Tough, like cancelled orders for example, or overdue payments, or spending an entire year without a single new project like in 2009. Nevertheless, the design office survived the worst of the crisis and last Christmas, a new order arrived, and not just any order: Espen and his team are currently working on a 140-metre yacht. As usual, Oeino drafted the plans by hand then the rest of the team took over. “I always start by designing how the space will be organised. What you journalists call the “lines” only appear at the end. I start with the decks and the longitudinal cross-section.
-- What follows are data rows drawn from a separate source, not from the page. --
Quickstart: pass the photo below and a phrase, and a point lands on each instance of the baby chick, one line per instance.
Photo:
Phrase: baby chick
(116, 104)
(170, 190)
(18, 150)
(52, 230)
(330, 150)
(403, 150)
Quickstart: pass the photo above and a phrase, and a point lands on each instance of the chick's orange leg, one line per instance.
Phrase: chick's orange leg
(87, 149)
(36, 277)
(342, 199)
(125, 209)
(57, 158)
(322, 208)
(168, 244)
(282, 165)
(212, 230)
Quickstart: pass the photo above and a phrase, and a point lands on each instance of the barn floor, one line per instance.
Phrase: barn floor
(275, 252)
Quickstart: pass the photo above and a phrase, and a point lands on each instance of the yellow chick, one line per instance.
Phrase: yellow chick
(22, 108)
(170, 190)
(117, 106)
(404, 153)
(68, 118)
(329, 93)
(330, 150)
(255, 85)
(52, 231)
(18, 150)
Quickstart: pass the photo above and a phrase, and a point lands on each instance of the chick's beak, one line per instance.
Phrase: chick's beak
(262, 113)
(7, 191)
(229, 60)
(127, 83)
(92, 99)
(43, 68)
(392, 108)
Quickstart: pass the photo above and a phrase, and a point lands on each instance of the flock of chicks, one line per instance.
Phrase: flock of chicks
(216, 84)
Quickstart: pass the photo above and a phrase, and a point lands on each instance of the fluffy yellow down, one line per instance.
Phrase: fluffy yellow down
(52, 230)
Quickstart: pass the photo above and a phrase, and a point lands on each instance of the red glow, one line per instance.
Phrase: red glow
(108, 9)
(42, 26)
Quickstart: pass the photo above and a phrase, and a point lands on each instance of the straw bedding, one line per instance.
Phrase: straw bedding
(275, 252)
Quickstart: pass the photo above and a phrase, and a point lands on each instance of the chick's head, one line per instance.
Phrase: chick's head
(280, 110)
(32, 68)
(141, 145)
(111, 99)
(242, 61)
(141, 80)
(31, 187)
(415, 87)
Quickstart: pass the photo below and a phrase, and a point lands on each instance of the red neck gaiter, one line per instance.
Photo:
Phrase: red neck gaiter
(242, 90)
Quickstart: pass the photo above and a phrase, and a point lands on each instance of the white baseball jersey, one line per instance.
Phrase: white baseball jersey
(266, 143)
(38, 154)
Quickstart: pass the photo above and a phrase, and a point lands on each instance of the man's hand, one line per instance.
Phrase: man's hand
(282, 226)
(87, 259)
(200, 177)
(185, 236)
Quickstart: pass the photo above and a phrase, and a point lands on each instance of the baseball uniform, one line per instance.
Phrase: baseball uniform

We rarely work deliberately on a specific style, which is why I don’t believe there is an Espen Oeino style”. That being said, every project bearing his signature is one of a kind, and this is a reputation that Oeino is careful to conserve. His rise to fame began with the breathtaking Skat, his pride and joy. “I designed her over ten years ago and she still looks as modern as ever. Nobody is indifferent to this yacht. You either love her or hate her. That’s why the design was so controversial, a bit like Enigma ex Eco. I like Silver a lot too, because she’s different”.
Words of wisdom
Espen Oeino never makes a casual remark. Like his yachts, everything is carefully thought through, which is why he refuses to launch into interior design: “I have no feeling for it”. And sailing yachts? “Not my thing”. Submarines? “That’s a serious thing that requires a qualified crew. It’s not a toy to be pushed to the limits”. On the other hand, Espen Oeino is learning to fly helicopters and experimenting with other products, like a chronograph watch for Swiss brand Scalfaro. “In times of crisis, you have to diversify. I’m in the process of thinking about other products, like cuff-links and furniture”. The designer is just as reasonable when it comes to buying his own yacht. “I’d like to own an expedition yacht. I don’t like to think in terms of length. It’s the design that counts, but I think that yachts over 60 metres have difficulty getting into port”. And if he had to change careers, Oeino would opt to become a mountain guide.
The bay windows of Espen Oeino’s spacious and meticulously tidy office look out over the superyachts in Monaco’s Port Hercule, some of which he designed himself. Contemplating them, perhaps he thinks back to the industrial docklands of the family’s home on Stord Island, or to his other passion, downhill skiing? Espen Oeino excels at remaining simple. His warm handshake, welcoming, natural demeanour and fjord-blue eyes are all as authentic as his innate talent that has put him on top of the world.